What the rules provide: when a GAL is proposed, an appointment order can define scope, budget, and a reporting deadline up front. An unscoped GAL is an open-ended cost and an open-ended risk. A court may also be asked to confirm that a proposed guardian has no recurring relationship with the firm. These are descriptions of the procedural options the rules make available, not recommendations for any case.


The bench

They appear before Hon. Ronald Kowalski (37) and Hon. Donna Heller (28) far more than any other judge, then Colin (9), Vizcarrondo (8), Truglia (6), Moukawsher (6). Their 93% contested-motion win rate is partly a function of familiarity — repeated appearances mean knowledge of each judge's preferences, calendar habits, and standing orders. The data suggests that familiarity gap narrows for a party who studies the assigned judge's standing orders and motion practice.


What to expect — and your procedural options

This firm's volume is its defining feature: roughly 7 motions per case, concentrated in discovery, contempt, fees, and continuances. The information below describes, for each observed pattern, what the relevant procedural tools and rules are — not what any party should do.

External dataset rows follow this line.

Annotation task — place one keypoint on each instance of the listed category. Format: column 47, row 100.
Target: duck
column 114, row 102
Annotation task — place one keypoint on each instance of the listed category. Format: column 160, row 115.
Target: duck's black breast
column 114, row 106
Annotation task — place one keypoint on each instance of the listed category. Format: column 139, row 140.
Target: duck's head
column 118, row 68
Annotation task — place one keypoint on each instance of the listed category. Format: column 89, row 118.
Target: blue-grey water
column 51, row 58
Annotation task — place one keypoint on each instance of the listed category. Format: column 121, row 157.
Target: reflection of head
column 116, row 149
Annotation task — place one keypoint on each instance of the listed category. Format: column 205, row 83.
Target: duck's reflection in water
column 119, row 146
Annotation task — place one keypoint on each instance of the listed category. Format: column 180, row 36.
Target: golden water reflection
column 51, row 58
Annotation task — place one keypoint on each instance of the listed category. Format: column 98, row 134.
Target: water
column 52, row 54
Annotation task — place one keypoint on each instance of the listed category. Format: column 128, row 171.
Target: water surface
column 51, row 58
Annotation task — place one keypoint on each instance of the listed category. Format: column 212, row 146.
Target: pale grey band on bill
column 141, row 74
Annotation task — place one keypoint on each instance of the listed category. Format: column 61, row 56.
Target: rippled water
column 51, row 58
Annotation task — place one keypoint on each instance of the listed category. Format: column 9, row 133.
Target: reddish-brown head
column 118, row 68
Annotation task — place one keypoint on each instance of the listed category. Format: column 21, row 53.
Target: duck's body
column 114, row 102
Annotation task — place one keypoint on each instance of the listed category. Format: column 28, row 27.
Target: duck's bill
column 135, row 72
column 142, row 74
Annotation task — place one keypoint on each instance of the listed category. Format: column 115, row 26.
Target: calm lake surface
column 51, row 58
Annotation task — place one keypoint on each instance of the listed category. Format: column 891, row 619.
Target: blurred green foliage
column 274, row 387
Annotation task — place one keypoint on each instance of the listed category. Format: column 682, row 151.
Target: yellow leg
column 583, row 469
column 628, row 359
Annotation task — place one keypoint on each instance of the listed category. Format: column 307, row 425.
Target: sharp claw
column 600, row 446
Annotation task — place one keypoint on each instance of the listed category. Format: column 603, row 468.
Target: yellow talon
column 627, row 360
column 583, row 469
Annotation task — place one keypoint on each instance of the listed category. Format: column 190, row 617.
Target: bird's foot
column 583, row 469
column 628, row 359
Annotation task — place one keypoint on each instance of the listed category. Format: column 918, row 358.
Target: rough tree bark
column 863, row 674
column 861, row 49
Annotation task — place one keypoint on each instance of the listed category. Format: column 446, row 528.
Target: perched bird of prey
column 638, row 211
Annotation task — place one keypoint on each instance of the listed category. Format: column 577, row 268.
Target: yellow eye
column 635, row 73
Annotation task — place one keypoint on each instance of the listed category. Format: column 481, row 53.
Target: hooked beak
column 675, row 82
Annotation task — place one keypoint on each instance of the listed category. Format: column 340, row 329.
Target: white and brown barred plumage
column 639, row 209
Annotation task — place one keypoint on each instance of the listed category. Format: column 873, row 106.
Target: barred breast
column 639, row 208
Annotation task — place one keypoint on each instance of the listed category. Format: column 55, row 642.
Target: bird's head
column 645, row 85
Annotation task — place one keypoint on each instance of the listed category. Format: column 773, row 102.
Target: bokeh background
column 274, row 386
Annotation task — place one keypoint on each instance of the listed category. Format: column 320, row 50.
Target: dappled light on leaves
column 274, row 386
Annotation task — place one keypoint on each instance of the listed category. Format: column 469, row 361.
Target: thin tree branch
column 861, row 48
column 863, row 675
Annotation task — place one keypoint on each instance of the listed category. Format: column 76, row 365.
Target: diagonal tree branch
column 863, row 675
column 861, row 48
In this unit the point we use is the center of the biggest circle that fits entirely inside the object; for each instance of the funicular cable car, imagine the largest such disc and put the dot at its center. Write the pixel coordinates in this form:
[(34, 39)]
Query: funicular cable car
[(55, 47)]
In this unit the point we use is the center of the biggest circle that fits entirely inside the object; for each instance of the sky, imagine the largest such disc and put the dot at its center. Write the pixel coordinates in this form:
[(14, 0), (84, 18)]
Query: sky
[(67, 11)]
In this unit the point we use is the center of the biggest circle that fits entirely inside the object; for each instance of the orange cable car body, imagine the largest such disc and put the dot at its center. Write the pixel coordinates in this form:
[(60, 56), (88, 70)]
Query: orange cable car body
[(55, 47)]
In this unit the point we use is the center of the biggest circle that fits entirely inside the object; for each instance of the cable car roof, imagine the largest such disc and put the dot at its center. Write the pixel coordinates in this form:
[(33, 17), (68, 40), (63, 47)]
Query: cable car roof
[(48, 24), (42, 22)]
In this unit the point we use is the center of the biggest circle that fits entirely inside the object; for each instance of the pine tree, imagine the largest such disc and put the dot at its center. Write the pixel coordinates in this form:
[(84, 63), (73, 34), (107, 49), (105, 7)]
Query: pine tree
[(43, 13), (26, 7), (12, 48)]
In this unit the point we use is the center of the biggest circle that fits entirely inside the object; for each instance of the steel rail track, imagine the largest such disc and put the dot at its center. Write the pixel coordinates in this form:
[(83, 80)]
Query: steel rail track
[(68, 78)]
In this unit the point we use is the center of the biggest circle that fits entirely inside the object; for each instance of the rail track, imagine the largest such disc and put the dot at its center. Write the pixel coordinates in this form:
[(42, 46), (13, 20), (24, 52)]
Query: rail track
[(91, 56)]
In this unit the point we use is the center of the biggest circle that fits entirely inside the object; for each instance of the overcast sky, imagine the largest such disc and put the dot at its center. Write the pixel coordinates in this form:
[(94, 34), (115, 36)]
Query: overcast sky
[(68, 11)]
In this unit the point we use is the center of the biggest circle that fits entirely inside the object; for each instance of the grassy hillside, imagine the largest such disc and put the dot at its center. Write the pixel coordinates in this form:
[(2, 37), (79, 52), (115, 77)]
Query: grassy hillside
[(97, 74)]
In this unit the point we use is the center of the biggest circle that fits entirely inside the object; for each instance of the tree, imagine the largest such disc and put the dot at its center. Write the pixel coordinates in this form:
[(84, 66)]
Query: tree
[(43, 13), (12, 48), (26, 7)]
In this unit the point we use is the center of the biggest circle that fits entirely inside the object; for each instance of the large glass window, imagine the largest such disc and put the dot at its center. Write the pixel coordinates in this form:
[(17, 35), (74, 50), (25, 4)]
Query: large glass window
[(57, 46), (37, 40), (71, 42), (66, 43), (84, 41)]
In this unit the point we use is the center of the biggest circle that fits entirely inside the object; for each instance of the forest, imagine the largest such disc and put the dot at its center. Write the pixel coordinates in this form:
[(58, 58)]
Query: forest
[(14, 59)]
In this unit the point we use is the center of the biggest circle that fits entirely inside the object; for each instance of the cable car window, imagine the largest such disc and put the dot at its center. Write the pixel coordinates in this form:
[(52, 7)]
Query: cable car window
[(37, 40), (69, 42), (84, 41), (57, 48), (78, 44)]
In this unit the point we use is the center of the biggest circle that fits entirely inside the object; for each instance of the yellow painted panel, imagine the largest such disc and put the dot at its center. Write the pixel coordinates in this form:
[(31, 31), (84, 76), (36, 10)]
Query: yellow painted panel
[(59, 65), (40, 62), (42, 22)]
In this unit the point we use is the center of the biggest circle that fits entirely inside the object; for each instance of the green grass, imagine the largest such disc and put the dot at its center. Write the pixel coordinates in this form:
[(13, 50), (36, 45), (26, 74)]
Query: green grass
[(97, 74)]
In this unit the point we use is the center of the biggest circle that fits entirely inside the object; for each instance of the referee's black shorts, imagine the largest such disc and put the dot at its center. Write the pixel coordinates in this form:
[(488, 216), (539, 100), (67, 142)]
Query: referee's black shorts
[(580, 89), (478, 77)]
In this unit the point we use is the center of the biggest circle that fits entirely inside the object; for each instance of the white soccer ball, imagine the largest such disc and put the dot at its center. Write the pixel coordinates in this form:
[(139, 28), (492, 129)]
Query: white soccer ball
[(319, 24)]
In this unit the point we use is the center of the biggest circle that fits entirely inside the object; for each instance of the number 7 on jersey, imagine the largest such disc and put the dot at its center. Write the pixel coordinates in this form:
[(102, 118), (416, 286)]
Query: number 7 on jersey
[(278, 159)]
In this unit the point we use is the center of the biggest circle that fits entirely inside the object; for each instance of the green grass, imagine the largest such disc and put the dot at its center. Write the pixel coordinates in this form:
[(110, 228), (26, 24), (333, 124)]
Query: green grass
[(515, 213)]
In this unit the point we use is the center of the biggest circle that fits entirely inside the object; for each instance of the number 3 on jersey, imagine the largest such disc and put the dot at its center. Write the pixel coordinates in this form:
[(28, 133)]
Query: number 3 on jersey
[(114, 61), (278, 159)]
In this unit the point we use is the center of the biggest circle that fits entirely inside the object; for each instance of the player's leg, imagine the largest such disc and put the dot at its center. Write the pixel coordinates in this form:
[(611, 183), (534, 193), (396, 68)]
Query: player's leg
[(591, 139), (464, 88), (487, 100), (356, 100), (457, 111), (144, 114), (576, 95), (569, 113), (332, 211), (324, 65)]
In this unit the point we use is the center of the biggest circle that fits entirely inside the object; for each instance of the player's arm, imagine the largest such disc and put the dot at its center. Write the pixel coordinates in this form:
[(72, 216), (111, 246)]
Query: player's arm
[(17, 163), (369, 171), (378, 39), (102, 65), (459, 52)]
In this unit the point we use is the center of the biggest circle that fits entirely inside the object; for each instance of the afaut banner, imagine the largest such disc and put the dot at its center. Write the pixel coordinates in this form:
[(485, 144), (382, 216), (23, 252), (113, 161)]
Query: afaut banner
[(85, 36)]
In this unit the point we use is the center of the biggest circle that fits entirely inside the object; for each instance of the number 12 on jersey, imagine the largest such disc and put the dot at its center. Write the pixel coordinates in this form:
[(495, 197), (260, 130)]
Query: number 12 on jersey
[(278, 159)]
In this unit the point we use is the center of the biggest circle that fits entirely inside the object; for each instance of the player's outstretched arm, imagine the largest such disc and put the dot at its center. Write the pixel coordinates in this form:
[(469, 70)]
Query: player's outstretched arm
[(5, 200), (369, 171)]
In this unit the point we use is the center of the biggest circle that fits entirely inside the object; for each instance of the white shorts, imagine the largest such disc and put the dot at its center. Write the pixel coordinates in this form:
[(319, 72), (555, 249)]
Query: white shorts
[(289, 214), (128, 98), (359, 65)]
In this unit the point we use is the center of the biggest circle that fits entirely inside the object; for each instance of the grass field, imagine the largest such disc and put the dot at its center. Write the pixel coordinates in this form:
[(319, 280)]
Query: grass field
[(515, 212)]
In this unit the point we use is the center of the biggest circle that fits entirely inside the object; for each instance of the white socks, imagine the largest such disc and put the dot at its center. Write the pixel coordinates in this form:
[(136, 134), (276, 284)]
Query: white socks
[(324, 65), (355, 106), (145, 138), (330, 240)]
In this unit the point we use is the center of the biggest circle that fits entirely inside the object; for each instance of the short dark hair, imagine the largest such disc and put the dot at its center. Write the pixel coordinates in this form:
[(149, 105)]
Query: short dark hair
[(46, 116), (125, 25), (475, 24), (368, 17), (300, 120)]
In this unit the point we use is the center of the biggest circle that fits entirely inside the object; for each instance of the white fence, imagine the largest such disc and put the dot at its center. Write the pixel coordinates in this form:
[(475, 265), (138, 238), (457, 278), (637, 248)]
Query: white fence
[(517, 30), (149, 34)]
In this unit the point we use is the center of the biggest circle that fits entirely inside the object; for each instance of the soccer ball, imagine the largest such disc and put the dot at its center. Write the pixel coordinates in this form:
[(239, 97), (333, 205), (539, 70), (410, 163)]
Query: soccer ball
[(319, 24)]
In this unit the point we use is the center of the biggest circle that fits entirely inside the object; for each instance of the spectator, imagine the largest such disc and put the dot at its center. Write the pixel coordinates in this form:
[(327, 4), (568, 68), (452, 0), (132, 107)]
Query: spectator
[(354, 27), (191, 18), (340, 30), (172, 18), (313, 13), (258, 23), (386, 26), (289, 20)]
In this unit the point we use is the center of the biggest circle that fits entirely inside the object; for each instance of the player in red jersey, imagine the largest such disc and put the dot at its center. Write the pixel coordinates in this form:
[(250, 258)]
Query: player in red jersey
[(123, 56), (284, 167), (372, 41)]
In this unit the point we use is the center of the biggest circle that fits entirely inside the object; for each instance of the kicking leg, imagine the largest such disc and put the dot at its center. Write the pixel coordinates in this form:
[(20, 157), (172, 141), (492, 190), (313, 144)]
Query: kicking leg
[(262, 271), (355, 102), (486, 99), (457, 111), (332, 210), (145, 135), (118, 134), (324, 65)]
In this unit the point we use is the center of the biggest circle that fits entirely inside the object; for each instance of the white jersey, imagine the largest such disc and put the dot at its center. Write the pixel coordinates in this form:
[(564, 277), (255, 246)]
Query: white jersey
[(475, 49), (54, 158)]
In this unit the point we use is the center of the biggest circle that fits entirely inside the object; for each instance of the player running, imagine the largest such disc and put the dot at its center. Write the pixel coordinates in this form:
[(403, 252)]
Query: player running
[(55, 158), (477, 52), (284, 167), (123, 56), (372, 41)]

  1. Discovery activity. At 3.27 discovery motions per case, discovery is this firm's main lane. Responding to discovery completely and on time is what removes a non-compliance basis for sanctions. A motion for protective order under the Practice Book is the procedural tool a party may use when a discovery demand is overbroad. The record of who responded completely and on time is what a court looks to on both compliance and fee questions.
  1. Contempt filings. With 1.37 contempt motions per case, contempt is a common motion in this firm's practice. A contempt motion turns on documented proof of compliance with the underlying order — payments, exchanges, and communications. A contempt motion that is not supported by the documents is one that, on the record, does not succeed.
  1. Counsel-fee context. Counsel fees are this firm's most frequent marker (3.28 per case). In Connecticut, fee awards turn on need and litigation conduct under C.G.S. §46b-62. Motion volume and continuances are part of the litigation-conduct record that a court may consider when it weighs the cost a case has generated.
  1. Continuances and the clock. This firm averages 1.99 continuances per case — the single most-filed motion type (131). A continuance can be opposed on the record. A Motion to Advance is the procedural tool a party may use to ask the court to hear a matter sooner. These are the two procedural levers the rules provide on the timing of a case.
  1. The pro-se asymmetry. This firm's records show ~43 filings per case against pro-se opposing parties vs ~21 against represented ones. Limited-scope ("unbundled") counsel is one option Connecticut allows for discrete hearings. Knowledge of the assigned judge's standing orders, and a complete and timely response to each filing, are the factors the data associates with a narrower gap.
  1. Process volume vs the merits. This firm's pattern centers on the process (93% of contested motions are granted). A short, clean, merits-focused record is the structural counterweight in the data: a smaller number of well-supported filings, with the substantive questions (custody, support, division) at the front. The information here describes the trade-off the numbers reveal — it is not a recommendation about how to litigate any particular case.

Methodology & limits

Computed from public CT Judicial Branch docket entries and party rosters (parties → filing-side attribution → motion/outcome tally). "Win rate" = Granted ÷ (Granted + Denied) on the firm's own filed motions where the docket records an outcome; many entries record no outcome and are excluded. Marker counts use keyword matching on docket event descriptions and may include related sub-types. Firm-name aggregation follows the docket's recorded firm name (the source truncates long names). Patterns reflect aggregate history, not the conduct of any one attorney or the merits of any one case.